Texte intégral
Allocution à Châteauvallon - dimanche 16 juin 1996
Je voudrais tout d'abord vous exprimer ma satisfaction d'être aujourd'hui à Châteauvallon, avec vous.
Non seulement parce que nous y sommes réunis pour traiter d'un sujet important, celui des conséquences de la mondialisation ; mais parce que nous nous trouvons aussi confrontés très concrètement aux effets politiques de ce débat, dans cette région de Toulon.
Je suis venu vous parler de culture ; donc de politique. Ne croyez pas qu'il puisse y avoir quelque confusion que ce soit dans mon esprit entre les deux. Mais je ne peux que constater qu'ici, dans ce théâtre national de la danse et de l'image de Châteauvallon, qui débattait hier de la question de l'action politique face au FN et qui s'interroge aujourd'hui sur la mondialisation et sur le refuge nationaliste, l'enjeu de la culture est devenu un enjeu politique.
Il n'y a rien de paradoxal – ni du reste de choquant – à ce qu'il en soit ainsi. Dans une période d'incertitude et pour beaucoup de nos concitoyens, d'inquiétude, la culture est source de réflexion et valeur de référence. La culture est, en effet, à la fois le reflet et le vecteur de notre relation au monde.

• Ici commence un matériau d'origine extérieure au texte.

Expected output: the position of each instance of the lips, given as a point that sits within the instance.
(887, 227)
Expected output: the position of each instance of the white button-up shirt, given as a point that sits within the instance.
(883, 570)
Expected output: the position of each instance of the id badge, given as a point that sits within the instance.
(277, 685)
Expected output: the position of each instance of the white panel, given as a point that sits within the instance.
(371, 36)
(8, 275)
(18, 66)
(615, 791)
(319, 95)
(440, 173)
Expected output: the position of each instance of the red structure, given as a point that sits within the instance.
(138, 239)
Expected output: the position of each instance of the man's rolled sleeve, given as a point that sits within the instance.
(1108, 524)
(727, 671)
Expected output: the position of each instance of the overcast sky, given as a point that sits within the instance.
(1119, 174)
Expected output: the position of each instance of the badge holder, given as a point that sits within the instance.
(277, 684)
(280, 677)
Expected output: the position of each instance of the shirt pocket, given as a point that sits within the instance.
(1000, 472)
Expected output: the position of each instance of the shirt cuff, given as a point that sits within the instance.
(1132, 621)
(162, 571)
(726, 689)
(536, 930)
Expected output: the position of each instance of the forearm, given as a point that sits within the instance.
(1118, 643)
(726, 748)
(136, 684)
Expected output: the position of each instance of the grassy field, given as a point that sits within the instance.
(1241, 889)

La culture, c'est en partie l'héritage de notre passé. Le patrimoine des oeuvres plus fortes que la mort, qui témoignent de notre civilisation et auxquelles nous nous référons. Mais c'est elle aussi qui dicte notre capacité de projection vers l'avenir, et notre capacité à la maîtriser et non à la subir.

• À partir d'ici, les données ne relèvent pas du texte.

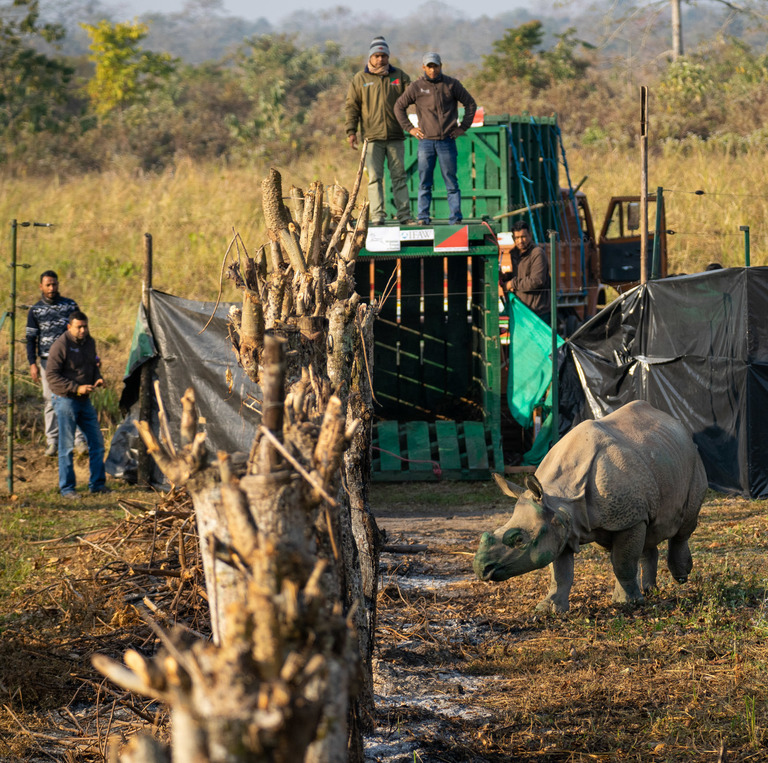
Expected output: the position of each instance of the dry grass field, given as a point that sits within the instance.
(192, 211)
(465, 671)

Dans le domaine culturel comme dans d'autres domaines, les Français ont vu en quelques années leurs repères s'effondrer. L'épuisement des grandes idéologies, le déclin de la pratique religieuse en Occident, l'affaiblissement de la cellule familiale, ont modifié en profondeur les mentalités. Il en va de même de l'internationalisation des échanges et de notre engagement européen qui ont introduit dans notre vie courante les mots de productivité, compétitivité, concurrence, qui ne faisaient pas partie de notre tradition économique ou sociale.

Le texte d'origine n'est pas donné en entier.